I'm a computer scientist teaching algorithms development in the Fall. One of the algorithms we teach is called Edit Distance, and our folklore is that it is used to compare RNA sequences (is this actually true in practice?).
I would like to have students implement the edit distance algorithm and run it on actual SARS-COV-2 sequences, so I'm trying to understand exactly what I get from the GenBank database. I downloaded this one: https://www.ncbi.nlm.nih.gov/nuccore/1798174254
I am looking at the genomic.fna file. So this is apparently the FASTA file format, and the lines that begin with >MN988669.1 ... are comments. I see comments like:
>MN988669.1 Severe acute respiratory syndrome coronavirus 2 isolate 2019-nCoV WHU02, complete genome
Followed by an RNA string. Is this the start of a new sequence for a different coronavirus specimen? So I could have students extract each of these and run edit distance and then produce a dendrogram or something? How do I find more information on where the samples came from? Is this the right file to be using, or should I use the gbff file? And are the PDB files interesting to me at all (I actually do know what PDB files are)?
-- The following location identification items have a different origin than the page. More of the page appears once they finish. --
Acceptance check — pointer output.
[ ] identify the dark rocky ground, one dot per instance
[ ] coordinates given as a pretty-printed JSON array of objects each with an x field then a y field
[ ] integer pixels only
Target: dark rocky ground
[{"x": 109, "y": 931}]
Also, are there any recommended data sets where we could do something like track mutations in the virus (and see, e.g., that the NYC outbreak originated from Europe and not China)? Are there other useful algorithms / data that might be interesting for students to study in this vein? Specifically interesting to me would be graph-search algorithms, minimum spanning trees, and network flow. Also any NP-complete algorithms that we could run backtracking on. Obviously taking the theoretical study of algorithms to something as currently topical as the coronavirus has pedagogical value.
Based on comments below here is what is taking shape.
- Have students implement vanilla EditDistance (which there seems to be some disagreement about which algorithms are named what, so let's say insertions and deletions only, which I would call Longest Common Subsequence LCS). Then a variant that also does alignment (i.e. full Levenshtein distance computation, which I would call EditDistance, but Wikipedia calls the Needleman-Wunsch algorithm with a gap penalty of 1), then maybe Needleman-Wunsch with different gap penalties (if someone tells me what would make sense biologically).
- Have students implement basic heirarchical clustering / phylogenetic tree generation algorithms a la https://www.ncss.com/wp-content/themes/ncss/pdf/Procedures/NCSS/Hierarchical_Clustering-Dendrograms.pdf.
- Have students run their sequence alignment variants and different clustering algorithms on SARS-COV-2 sequences and report on how the choices of parameters in 1 and 2 change the result and therefore potentially the analysis.
- Ask some open ended written response questions on what this might mean for society, whether this introduces ethical considerations for an algorithms designer or are they doing just the math, etc.
My learning objectives (as they are now shaping up) are:
- Students will understand that just because their algorithm comes with a proof of correctness, it doesn't mean it's the correct algorithm for the job.
- Students will understand that different models / parameters to a model result in different outcomes, and thus even computational problems are not purely computational.
- Doing theoretical computer science / mathematics is not devoid of ethical considerations.
I would very much appreciate thoughts on the above.